『刀剣乱舞』のファンも沼にハマる? “刀”をめぐる文学を集めた『刀剣怪談アンソロジー』の魅力を解説

 この神話上のエピソードに影響を受けて作られたと思われる本書所収の説話は、刀がモチーフとなる怪談の先駆的存在だ。宿代の代わりとして置いて行かれた刀が、赤い蛇になって主人の元へ戻ってきた(「赤い蛇――『遠野物語拾遺』より一四二、一四三、一四四話」)。大蛇が住んでいると村人たちの間で噂になっている場所を武士が訪れると、以前に酔っ払って落とした愛刀が見つかった(「淡路屋敷の宝刀――『佐久口碑伝説集・北佐久編』より」)という具合に、刀剣は蛇の化身となり、大事に扱われないと機嫌を損ねたのか正体を現しがちなのである。

 こうした昔からお馴染みの設定である「禍々しいものが宿った刀」をどう料理するかが、後続の作家にとって腕の見せ所となる。名剣が人々の死の連鎖を招く中国の逸話をおどろおどろしく語るはずが、〈無茶苦茶だ。まったく非論理的です〉〈その表現は、男女差別ですね〉と横からツッコミが入りまくり、どんどんコミカルな話になっていく皆川博子「花の眉間尺」。日本刀の切先に映る女性の霊をめぐり、男たちが諍いを起こす加門七海「女切り」など、近現代の作家たちによる趣向を凝らした作品の競演を堪能できるのはアンソロジーだからこそ。

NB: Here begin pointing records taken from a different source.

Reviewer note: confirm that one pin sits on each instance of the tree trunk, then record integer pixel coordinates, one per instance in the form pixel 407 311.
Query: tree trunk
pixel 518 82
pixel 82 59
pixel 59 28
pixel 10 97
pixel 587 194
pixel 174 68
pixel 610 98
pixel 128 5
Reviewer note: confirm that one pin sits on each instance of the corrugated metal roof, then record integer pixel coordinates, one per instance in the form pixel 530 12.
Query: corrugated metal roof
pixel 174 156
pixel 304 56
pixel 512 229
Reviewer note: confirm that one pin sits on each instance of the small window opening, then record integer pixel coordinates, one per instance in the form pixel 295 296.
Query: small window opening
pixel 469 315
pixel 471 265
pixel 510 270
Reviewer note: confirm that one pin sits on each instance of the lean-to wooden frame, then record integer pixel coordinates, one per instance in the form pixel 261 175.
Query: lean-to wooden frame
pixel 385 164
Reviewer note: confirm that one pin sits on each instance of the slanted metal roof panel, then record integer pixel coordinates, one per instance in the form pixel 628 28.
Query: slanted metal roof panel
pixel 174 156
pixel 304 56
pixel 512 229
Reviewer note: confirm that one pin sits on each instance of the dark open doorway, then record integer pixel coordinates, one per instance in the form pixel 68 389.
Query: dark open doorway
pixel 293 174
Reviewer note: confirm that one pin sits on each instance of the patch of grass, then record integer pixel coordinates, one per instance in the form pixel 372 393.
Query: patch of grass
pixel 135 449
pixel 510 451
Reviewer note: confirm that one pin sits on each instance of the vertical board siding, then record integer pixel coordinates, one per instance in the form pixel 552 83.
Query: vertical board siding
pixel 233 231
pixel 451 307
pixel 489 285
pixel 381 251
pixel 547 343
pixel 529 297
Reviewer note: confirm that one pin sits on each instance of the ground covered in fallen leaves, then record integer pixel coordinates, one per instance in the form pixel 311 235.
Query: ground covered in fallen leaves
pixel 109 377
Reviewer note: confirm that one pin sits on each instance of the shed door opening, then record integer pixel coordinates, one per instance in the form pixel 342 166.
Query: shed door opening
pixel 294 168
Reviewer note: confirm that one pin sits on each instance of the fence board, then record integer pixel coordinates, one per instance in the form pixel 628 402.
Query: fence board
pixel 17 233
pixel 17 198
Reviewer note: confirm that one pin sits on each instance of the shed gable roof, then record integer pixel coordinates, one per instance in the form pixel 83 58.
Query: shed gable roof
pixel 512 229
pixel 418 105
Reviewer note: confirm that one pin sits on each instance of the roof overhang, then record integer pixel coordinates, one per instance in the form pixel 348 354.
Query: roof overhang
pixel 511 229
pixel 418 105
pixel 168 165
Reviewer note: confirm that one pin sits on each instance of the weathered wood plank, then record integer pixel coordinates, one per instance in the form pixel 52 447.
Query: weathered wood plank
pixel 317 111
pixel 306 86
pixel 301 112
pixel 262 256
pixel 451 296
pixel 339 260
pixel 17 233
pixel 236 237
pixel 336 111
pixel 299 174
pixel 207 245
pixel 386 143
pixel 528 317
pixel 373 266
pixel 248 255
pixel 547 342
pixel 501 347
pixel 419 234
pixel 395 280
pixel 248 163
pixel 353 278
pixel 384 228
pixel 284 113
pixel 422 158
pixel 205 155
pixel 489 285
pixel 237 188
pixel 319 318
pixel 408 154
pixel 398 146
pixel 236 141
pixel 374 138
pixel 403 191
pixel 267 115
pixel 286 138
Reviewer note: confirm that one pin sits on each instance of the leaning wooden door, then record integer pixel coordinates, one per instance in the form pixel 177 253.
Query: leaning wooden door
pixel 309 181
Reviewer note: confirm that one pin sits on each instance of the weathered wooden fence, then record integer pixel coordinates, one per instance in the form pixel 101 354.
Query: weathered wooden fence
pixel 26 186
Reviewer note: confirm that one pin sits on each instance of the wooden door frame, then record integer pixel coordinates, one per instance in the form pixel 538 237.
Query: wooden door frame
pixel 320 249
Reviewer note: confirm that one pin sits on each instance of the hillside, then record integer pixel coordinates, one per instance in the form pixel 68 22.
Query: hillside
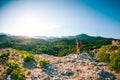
pixel 25 65
pixel 53 46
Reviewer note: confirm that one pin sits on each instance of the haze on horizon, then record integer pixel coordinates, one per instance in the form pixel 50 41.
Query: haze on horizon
pixel 60 17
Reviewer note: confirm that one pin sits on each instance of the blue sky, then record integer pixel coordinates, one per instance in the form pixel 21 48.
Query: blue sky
pixel 60 17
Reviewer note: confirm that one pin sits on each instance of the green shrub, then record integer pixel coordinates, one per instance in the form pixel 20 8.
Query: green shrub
pixel 4 57
pixel 29 57
pixel 104 57
pixel 115 62
pixel 15 70
pixel 43 62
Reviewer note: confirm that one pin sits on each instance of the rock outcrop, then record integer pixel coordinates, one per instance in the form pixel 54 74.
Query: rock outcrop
pixel 72 67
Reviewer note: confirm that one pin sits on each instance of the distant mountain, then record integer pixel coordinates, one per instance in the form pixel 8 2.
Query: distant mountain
pixel 58 46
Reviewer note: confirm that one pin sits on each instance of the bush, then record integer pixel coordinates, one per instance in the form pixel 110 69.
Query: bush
pixel 43 62
pixel 15 70
pixel 115 62
pixel 29 57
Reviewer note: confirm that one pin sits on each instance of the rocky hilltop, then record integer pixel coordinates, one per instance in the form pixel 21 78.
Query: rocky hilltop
pixel 70 67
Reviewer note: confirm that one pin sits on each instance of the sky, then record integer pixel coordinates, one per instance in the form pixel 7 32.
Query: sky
pixel 60 17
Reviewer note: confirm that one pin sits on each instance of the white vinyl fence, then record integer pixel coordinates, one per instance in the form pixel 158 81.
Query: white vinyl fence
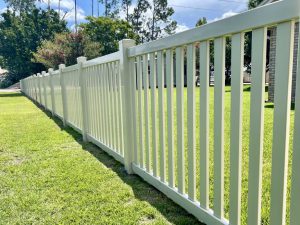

 アンソロジーの魅力はそれだけではない。作品の並び順も注目ポイントとなる。本書の冒頭に収められた、海の底に沈む草薙の剣の幻影に翻弄される恋人たちの姿を描く、赤江瀑「草薙剣は沈んだ」。最後を飾る、川底に沈む妖刀の謎と美男美女のはかない恋愛が怪談の中で交差する泉鏡花「妖剣紀聞」。面白さの性質は違うものの似た要素を持つ2つの作品を、なぜ最初と最後に置いているのか。感覚的なものなのか。それとも、「草薙剣は沈んだ」をはじめとする収録作の内容を踏まえた上で「妖剣紀聞」を読むことに意義がある、そう思っての戦略的な並びなのか。

 そこで編者の真意を確かめるべく最初から読み直してみるのだった……なんて、並び順の謎を推理して楽しんでいると沼から抜け出せないまま10月になり、『文豪怪談ライバルズ!』の2巻目「鬼」を手に取っていることだろう。鬼といえば怪談以外で思い浮かぶのが、鬼滅の刃に仮面ライダー響鬼に鬼ギャルに……オススメしたら別ジャンルからアンソロジーの沼にはまる人が、また続出しそうだ。